Tuesday, February 18, 2020


If you insist on searching for a silver lining in the plagues I’ve endured over the last four years, particularly the impact of Post-Traumatic Stress Disorder (or rather the impact of my former employers’ horrifying treatment that triggered PTSD symptoms), there is one obvious candidate:  my new-found freedom from decades of debilitating writer’s block. I’ve published over 300,000 words on this blog alone, on topics ranging from mental illness to musical theatre.

Most theories of human psychology, from Freudian analysis to Cognitive-Behavioral Therapy, place great weight on what we avoid. Avoidant thoughts and behaviors indirectly reveal how our mind works, or doesn’t work. However, it’s hard to drill down very far once you realize you’re avoiding something as broad as “Writing.” 

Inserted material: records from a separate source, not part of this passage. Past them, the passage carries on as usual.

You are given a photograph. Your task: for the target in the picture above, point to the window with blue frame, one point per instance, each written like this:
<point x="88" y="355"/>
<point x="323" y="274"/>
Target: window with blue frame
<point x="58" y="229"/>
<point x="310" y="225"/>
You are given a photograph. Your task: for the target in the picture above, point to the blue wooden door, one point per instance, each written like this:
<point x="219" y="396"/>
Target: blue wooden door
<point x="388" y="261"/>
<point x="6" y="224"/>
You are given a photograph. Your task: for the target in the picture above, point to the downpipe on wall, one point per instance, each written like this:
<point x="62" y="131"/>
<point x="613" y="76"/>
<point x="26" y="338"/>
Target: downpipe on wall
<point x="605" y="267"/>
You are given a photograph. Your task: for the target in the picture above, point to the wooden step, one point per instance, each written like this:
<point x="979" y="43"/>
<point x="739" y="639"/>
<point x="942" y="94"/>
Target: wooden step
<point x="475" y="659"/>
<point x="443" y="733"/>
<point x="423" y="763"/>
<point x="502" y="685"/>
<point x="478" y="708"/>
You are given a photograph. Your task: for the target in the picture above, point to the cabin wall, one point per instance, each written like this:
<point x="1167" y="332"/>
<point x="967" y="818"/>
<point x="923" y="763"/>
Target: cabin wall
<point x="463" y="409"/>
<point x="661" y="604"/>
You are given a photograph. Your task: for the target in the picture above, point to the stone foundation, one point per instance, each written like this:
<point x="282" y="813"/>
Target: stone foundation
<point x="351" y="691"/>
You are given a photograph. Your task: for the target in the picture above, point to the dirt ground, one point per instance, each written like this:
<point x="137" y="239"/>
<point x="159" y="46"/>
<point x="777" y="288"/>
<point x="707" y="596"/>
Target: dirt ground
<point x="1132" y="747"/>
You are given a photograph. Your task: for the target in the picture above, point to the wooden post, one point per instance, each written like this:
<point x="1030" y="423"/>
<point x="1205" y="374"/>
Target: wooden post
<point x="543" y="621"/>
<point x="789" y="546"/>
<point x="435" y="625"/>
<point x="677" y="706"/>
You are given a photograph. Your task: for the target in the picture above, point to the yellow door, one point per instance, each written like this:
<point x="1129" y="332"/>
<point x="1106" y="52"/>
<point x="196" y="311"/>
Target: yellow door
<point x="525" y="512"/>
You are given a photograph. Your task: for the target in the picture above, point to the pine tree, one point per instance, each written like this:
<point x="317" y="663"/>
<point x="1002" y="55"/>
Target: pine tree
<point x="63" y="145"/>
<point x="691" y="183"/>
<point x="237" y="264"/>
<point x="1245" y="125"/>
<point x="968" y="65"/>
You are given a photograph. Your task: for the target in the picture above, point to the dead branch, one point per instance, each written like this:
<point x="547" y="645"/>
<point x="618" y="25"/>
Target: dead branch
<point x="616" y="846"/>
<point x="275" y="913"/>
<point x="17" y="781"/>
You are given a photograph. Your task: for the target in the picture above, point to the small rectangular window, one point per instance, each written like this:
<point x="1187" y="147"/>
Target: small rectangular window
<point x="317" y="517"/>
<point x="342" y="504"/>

After three years of blogging, however, I now have enough data to analyze which important topics are conspicuously missing. Or what it means when there’s a sudden burst of inspiration. Such as when I took a break last month from writing about kids, brains, and dishonest lawyers, and for the first time wrote about my experience as a gay man coming out into a world dominated by AIDS.  

First Clue:  A hole in the story.

Over the holidays I got a text from a gay friend in Seattle I haven’t seen for a while. He asked whether I was still looking for a job or applying for disability benefits, and wondered “what is your PTSD from?”

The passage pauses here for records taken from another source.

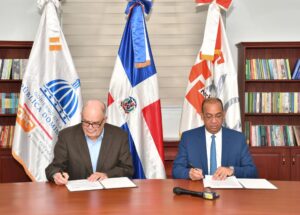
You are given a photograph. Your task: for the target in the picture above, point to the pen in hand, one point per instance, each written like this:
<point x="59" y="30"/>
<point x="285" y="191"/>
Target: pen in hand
<point x="195" y="173"/>
<point x="62" y="174"/>
<point x="192" y="166"/>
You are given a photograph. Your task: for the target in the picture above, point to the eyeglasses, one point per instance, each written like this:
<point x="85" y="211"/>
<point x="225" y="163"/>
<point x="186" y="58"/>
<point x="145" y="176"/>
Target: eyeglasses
<point x="218" y="116"/>
<point x="93" y="124"/>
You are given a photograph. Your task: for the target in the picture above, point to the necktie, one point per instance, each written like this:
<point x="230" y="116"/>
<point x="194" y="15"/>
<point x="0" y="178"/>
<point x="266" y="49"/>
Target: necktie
<point x="213" y="157"/>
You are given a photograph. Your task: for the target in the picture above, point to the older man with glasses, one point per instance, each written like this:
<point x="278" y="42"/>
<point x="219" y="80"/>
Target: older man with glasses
<point x="92" y="150"/>
<point x="213" y="149"/>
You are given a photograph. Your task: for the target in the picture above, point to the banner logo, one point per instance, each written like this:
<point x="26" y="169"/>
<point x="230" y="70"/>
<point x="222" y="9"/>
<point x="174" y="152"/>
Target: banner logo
<point x="128" y="104"/>
<point x="62" y="96"/>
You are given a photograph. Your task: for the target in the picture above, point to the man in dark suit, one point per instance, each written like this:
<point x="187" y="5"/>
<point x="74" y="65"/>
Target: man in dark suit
<point x="77" y="153"/>
<point x="231" y="155"/>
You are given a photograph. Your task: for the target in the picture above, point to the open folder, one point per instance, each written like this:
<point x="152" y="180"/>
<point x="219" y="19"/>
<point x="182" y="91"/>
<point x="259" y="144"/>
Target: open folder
<point x="108" y="183"/>
<point x="233" y="182"/>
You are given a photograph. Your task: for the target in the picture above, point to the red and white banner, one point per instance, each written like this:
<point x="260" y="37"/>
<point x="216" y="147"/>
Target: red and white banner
<point x="213" y="75"/>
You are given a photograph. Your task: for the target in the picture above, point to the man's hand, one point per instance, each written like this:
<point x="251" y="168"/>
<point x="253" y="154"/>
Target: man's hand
<point x="222" y="173"/>
<point x="97" y="176"/>
<point x="61" y="178"/>
<point x="195" y="174"/>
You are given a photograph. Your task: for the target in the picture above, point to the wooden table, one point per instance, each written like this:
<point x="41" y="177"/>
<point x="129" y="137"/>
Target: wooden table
<point x="151" y="197"/>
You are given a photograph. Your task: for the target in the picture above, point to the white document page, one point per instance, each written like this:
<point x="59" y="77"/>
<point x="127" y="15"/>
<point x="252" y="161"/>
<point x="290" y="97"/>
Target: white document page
<point x="83" y="184"/>
<point x="121" y="182"/>
<point x="258" y="183"/>
<point x="229" y="182"/>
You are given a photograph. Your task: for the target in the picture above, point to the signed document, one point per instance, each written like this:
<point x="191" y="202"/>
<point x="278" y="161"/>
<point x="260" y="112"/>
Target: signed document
<point x="83" y="184"/>
<point x="233" y="182"/>
<point x="108" y="183"/>
<point x="256" y="183"/>
<point x="229" y="182"/>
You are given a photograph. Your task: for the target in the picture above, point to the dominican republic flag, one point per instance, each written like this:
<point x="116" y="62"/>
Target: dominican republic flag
<point x="133" y="99"/>
<point x="50" y="97"/>
<point x="213" y="74"/>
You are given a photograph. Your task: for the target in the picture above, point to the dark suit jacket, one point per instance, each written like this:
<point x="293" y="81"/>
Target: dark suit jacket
<point x="192" y="150"/>
<point x="71" y="154"/>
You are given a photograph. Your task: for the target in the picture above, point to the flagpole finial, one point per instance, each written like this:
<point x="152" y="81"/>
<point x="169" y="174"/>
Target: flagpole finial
<point x="146" y="4"/>
<point x="41" y="4"/>
<point x="224" y="4"/>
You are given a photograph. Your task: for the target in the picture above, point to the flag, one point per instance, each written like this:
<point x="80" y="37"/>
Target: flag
<point x="213" y="74"/>
<point x="133" y="99"/>
<point x="50" y="97"/>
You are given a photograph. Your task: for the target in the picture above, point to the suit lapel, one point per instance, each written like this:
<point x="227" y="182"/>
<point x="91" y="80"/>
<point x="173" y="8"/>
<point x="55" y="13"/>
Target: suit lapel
<point x="104" y="147"/>
<point x="203" y="150"/>
<point x="225" y="149"/>
<point x="84" y="150"/>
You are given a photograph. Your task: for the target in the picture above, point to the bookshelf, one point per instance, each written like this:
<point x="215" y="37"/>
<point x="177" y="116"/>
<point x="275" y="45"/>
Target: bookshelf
<point x="11" y="170"/>
<point x="273" y="162"/>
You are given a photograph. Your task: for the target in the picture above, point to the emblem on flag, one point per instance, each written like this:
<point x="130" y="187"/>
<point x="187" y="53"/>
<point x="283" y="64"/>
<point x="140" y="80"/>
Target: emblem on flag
<point x="130" y="105"/>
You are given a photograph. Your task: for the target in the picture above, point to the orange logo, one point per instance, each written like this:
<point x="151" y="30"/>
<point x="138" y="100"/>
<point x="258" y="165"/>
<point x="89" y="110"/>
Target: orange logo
<point x="54" y="44"/>
<point x="23" y="119"/>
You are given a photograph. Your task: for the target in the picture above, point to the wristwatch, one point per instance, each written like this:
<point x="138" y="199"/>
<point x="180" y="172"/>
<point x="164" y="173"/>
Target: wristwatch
<point x="232" y="168"/>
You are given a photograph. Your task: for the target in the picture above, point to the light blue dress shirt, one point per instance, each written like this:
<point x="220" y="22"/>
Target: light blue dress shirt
<point x="94" y="149"/>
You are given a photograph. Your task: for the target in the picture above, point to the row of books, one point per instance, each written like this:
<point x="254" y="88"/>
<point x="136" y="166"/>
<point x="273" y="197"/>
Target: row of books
<point x="267" y="69"/>
<point x="9" y="103"/>
<point x="6" y="136"/>
<point x="296" y="73"/>
<point x="272" y="102"/>
<point x="272" y="135"/>
<point x="12" y="68"/>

I realized I could respond by cutting and pasting the account I’d already written for a draft blog essay about how different kinds of trauma interfere with our brain’s ability to process memories. So I searched my files.  

I discovered I’d started the explanation three times. Each time I reached this graphic – “6 Most Common Causes of PTSD” – then stopped writing.

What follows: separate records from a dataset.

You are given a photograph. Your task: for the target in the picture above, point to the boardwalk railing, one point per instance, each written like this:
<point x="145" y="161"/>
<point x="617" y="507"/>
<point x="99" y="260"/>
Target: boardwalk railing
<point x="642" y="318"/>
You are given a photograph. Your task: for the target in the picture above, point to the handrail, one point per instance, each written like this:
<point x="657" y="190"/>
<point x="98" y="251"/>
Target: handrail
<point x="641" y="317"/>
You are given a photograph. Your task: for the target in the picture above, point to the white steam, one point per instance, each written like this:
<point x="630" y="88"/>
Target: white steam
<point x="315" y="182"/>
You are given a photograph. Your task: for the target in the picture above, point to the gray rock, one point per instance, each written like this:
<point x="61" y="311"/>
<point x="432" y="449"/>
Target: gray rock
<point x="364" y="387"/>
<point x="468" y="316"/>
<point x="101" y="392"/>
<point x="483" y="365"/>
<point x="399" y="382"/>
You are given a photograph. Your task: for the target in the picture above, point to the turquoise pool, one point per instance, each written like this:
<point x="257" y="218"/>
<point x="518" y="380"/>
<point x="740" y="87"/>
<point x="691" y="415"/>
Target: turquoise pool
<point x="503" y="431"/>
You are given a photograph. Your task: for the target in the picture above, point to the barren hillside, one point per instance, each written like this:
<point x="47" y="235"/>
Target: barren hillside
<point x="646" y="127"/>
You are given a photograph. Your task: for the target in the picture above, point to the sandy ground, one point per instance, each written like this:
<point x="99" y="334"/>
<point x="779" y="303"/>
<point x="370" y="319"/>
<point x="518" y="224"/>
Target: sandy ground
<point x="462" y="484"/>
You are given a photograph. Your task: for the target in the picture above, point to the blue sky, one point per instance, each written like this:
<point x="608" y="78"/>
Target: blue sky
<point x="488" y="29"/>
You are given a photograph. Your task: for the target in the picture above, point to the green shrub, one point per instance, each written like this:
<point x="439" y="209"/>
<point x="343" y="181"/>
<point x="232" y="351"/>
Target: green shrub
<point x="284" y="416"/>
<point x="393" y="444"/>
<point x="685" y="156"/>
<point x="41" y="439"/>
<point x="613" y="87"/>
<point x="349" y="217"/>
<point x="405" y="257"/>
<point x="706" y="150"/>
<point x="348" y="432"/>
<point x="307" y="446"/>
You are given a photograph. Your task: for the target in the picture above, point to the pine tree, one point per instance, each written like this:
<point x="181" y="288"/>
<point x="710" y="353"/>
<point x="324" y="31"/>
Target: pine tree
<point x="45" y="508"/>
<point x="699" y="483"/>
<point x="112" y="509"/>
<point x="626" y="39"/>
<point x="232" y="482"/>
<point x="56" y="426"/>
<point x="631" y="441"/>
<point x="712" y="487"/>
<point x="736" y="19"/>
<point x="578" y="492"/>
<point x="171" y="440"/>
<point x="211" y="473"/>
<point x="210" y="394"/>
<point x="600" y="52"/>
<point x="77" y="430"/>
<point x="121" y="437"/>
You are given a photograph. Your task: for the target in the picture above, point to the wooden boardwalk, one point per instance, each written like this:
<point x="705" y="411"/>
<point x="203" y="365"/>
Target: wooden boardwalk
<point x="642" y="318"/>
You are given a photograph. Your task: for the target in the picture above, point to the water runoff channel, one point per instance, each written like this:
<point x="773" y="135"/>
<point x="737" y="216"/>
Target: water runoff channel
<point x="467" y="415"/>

I’ve never endured physical or sexual abuse, war, or a serious accident. Instead, like too many other sensitive Mormon youths, I was the victim of emotional abuse from a pervasively homophobic and authoritarian message that denied our very existence. Those unhealed wounds reopened thirty years later, when I experienced “unrighteous dominion” at the hands of ignorant employers and dishonest bureaucrats.

But there’s a sixth common cause of PTSD:  “Witnessing/Experiencing a Mass Disaster.” A big gay mass disaster, which resonated with and amplified the horror of the closet. 

Second Clue:  I read a book.

“Anhedonia,” or the inability to feel pleasure, is a common symptom of depression and other mental health disorders. As a lifelong reader, the most obvious warning that something has gone wrong is when I find myself unable to read. Conversely, the earliest hint of wellness comes when I start reading again.

Nowadays I read every day, although I’ll never again rival my mother’s frequent-flyer status at the Bellingham Public Library. I’ve gotten much pickier. There are lots of books I can’t finish, and even more I wont start.

I own a copy of Randy Shilts’ classic account of the origins of the AIDS epidemic, And the Band Played On, but I’ve never read it. Or watched the HBO adaption of Shilt’s book. Or seen the movie Philadelphia. So last month I was surprised to find myself reading David France’s How to Survive a Plague.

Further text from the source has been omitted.